Does anybody recognise these symptoms? I realise the information
I've given is necessarily vague, but I'd be grateful to hear from
anybody who's had similar problems. The loss of data is obviously
very worrying and I'd like to know for sure that that won't happen
again. I'm inclined to trash the entire project and start from
scratch, but that's going to be quite a task! Can anyone recommend
any less drastic measures that may help?
The most common cause of this is as follows:
1) Add a header to your project.
2) intentionally or accidentally add it to a target. This puts it
into a Copy Files build phase to be "published" when you build.

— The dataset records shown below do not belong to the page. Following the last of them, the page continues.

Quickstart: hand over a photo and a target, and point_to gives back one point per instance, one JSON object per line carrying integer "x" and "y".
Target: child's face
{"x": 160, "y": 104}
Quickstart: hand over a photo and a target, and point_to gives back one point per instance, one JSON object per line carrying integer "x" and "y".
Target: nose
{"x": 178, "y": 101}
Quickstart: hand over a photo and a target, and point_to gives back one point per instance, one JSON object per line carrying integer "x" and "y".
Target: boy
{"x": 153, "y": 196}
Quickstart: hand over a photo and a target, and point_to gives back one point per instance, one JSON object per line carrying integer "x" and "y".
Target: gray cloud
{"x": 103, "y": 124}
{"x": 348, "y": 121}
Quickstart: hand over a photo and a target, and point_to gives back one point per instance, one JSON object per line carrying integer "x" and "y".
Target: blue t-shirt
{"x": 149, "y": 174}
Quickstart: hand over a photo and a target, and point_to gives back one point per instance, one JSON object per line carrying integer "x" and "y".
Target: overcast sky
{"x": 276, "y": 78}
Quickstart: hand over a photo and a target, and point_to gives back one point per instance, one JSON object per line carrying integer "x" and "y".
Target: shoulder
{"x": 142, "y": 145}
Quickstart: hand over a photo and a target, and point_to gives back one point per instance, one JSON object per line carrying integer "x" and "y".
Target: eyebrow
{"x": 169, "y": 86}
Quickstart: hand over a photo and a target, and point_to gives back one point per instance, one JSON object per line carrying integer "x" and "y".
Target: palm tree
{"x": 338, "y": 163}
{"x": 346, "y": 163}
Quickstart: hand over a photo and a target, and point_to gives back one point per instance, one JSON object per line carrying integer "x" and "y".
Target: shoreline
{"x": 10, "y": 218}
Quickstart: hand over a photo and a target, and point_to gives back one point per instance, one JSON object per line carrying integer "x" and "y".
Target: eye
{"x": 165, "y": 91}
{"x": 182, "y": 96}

3) Build that target. You now have a copy of the header in a common
location.
4) In another target, use a source file that includes the header
from the first target.
5) Build the second target. It will use the published copy of the
header, not the original.
6) from the source file, use certain navigation techniques to go to
the header.
You're now in an ambiguous situation. The compiler and indexer for
the second target has no idea that the header actually used in the
build isn't the original. (Some parts can, others can't) So
sometimes you end up editing the copy, not the original -- and of
course the copy is blown away the next time you build the first
target.
Whenever possible, don't add headers to a target. Only do that when
building a framework or shsrtd library for distribution. And when
you do, always switch back to the franework target to edit its
public headers.
Actually, despite my earlier reply it seems that the problem is
persisting, and I don't think this is what's happening in my case.

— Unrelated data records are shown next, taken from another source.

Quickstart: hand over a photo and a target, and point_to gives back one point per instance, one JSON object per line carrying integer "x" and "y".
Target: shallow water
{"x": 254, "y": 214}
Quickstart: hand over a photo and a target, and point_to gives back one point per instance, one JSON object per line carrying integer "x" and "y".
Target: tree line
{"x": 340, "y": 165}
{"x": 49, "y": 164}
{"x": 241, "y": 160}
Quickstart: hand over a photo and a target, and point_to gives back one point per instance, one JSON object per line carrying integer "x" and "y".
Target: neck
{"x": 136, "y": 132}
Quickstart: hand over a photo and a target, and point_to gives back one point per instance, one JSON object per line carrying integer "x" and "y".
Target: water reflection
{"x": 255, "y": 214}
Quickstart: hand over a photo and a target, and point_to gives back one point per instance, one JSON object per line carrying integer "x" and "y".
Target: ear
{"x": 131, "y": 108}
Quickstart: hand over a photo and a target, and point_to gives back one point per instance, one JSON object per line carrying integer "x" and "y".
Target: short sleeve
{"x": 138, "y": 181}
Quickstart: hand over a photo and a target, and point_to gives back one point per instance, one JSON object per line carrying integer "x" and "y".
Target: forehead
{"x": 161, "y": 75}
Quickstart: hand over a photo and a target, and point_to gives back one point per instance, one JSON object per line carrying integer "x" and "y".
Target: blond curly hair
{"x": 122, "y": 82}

There's one particular file which is having problems. There is only
one file with that name anywhere on this machine, and Xcode is the
only program that I ever open it with. Nevertheless, I intermittently
get messages that "another program" has modified the file, and do I
want to overwrite it or not. It seems that Xcode is somehow getting
out of sync between (I think) the file open in a dedicated window and
the same file as viewed in the build results window. Do you have any
further thoughts as to how I might be able to make this issue go away?